細かい申請期日は健康保険の窓口によって誤差があるので、申請先に直接問い合わせるのが一番はっきりします。
証明書の発行料はかかる?
治療用装具証明書は原則として無償で発行されます。
ただし証明書の発行に伴う、診察料や採寸料は病院窓口で支払う必要があります。
根拠となる条例【保険医療機関及び保険医療養担当規則 第六条】
保険医療機関は、患者から保険給付を受けるために必要な保険医療機関又は保険医の証明書、意見書等の交付を求められたときは、無償で交付しなければならない。
厚生労働省HPから引用
各種助成制度への提出は?
健康保険の他に各自治体で決められた医療費助成制度(こども医療・重度障害医療・ひとり親家庭医療など)の対象となる人は、自治体窓口でも同様の申請を行うことで助成を受けることが出来ます。
その際、助成制度への申請は治療用装具証明書と領収書のコピーで行います。そのため、健康保険への申請の前に各書類のコピーを取っておく必要があります。
耐用年数内の作り替えの場合は?
耐用年数内に作り替えが必要になってしまった場合(例えば、予期せず病状が大きく変化してしまった場合や、体形の著しい変化が起こってしまった場合など)、その理由を証明書の「病名及び症状等」の欄に記入してもらう必要があります。
その際、作り替えについても医療費還付の対象になるかどうかは、申請先の健康保険が判断することになります。
詳しい判断基準を知りたい場合は、申請先の健康保険窓口に直接問い合わせるのが一番はっきりします。
もし不備があったら?
もし治療用装具証明書に不備があった場合、医療機関、申請者本人、装具製作所のいずれかに健康保険側から問い合わせや差し戻し依頼があるのが一般的です。
そこで、事実関係の確認と訂正箇所の指摘があれば、書類を訂正して再申請することになります。

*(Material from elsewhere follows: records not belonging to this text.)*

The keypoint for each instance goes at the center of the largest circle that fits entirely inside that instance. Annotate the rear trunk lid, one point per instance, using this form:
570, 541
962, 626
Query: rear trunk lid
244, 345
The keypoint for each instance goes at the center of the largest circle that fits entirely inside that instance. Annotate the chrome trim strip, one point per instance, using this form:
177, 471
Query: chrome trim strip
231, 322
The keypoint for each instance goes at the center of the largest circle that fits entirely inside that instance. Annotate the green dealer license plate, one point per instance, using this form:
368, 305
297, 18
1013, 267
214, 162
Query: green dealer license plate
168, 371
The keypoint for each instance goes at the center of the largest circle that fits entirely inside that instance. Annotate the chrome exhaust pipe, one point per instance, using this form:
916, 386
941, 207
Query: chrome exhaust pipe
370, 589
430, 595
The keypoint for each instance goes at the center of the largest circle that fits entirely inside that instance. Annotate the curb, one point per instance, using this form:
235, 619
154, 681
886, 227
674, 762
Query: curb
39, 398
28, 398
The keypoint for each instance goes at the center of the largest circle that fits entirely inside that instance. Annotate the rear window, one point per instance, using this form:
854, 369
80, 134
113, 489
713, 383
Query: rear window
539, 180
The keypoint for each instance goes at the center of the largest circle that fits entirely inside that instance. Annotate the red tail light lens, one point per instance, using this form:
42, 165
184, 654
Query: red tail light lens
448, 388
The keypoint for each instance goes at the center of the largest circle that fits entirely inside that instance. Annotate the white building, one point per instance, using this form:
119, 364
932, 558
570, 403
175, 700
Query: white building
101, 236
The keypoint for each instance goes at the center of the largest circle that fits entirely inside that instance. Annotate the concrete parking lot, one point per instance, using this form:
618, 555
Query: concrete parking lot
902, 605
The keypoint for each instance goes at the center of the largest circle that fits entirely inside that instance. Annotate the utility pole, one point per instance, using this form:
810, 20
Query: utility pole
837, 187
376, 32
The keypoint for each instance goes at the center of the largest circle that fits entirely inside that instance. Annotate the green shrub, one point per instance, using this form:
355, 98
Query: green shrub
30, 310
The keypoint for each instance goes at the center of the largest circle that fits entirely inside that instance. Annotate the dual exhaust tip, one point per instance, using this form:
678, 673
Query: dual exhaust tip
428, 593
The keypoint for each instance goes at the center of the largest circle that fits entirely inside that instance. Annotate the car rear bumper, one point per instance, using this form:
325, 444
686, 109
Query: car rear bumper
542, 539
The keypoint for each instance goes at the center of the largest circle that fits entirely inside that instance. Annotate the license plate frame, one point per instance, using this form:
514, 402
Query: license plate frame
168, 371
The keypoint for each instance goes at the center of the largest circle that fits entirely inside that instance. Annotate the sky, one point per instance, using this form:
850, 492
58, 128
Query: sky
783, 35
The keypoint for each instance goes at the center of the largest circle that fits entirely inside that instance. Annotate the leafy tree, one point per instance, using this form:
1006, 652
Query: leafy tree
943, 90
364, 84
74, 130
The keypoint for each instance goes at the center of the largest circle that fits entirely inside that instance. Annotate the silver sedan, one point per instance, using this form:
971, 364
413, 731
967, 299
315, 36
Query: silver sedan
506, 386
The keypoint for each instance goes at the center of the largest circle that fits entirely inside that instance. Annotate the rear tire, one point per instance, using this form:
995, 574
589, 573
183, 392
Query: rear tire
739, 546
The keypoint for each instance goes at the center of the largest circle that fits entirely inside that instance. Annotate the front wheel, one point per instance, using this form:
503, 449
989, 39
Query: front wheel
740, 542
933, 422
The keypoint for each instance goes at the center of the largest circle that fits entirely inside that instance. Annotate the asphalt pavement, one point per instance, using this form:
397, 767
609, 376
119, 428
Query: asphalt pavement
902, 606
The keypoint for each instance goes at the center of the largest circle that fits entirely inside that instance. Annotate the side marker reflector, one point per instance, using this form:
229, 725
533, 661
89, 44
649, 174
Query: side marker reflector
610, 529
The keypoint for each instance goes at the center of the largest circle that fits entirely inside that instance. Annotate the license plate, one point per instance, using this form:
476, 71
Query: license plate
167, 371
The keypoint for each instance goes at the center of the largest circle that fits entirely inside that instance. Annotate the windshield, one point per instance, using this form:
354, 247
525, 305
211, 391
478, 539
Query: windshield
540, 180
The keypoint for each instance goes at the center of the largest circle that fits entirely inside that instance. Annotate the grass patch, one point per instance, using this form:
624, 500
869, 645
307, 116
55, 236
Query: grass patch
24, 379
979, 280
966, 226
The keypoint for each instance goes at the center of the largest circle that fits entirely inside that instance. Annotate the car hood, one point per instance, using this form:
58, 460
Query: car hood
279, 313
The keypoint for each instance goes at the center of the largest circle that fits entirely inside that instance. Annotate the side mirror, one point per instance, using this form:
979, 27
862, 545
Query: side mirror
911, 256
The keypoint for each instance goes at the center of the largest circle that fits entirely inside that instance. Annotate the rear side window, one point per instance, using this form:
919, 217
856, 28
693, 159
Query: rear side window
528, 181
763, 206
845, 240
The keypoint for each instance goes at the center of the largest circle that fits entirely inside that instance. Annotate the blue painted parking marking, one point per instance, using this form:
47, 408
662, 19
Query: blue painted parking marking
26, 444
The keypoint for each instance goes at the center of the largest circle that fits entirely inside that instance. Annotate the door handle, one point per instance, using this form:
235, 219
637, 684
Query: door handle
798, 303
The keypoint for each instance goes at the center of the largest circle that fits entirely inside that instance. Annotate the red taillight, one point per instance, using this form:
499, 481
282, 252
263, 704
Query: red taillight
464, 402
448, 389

基本的に申請書の間違いは申請者本人、治療用装具証明書の間違いは医療機関、領収書の間違いは装具製作所が差し戻しを行うことになります。
不備があったからと言って、すぐに不支給ということはほとんどないので、もし健康保険から問い合わせがあったときは焦らずに対応しましょう。
以上が治療用装具装着証明書に関する解説でした。
治療用装具証明書は、普段あまり聞き慣れない書類ですが、装具代の払い戻しを受けるうえでは欠かせない重要な書類です。
今回解説したポイントを押さえておけば、基本は大丈夫です。もし、わからないことがあれば、申請先の健康保険窓口や義肢装具士に早めに相談しながら、スムーズに手続きを進めていきましょう。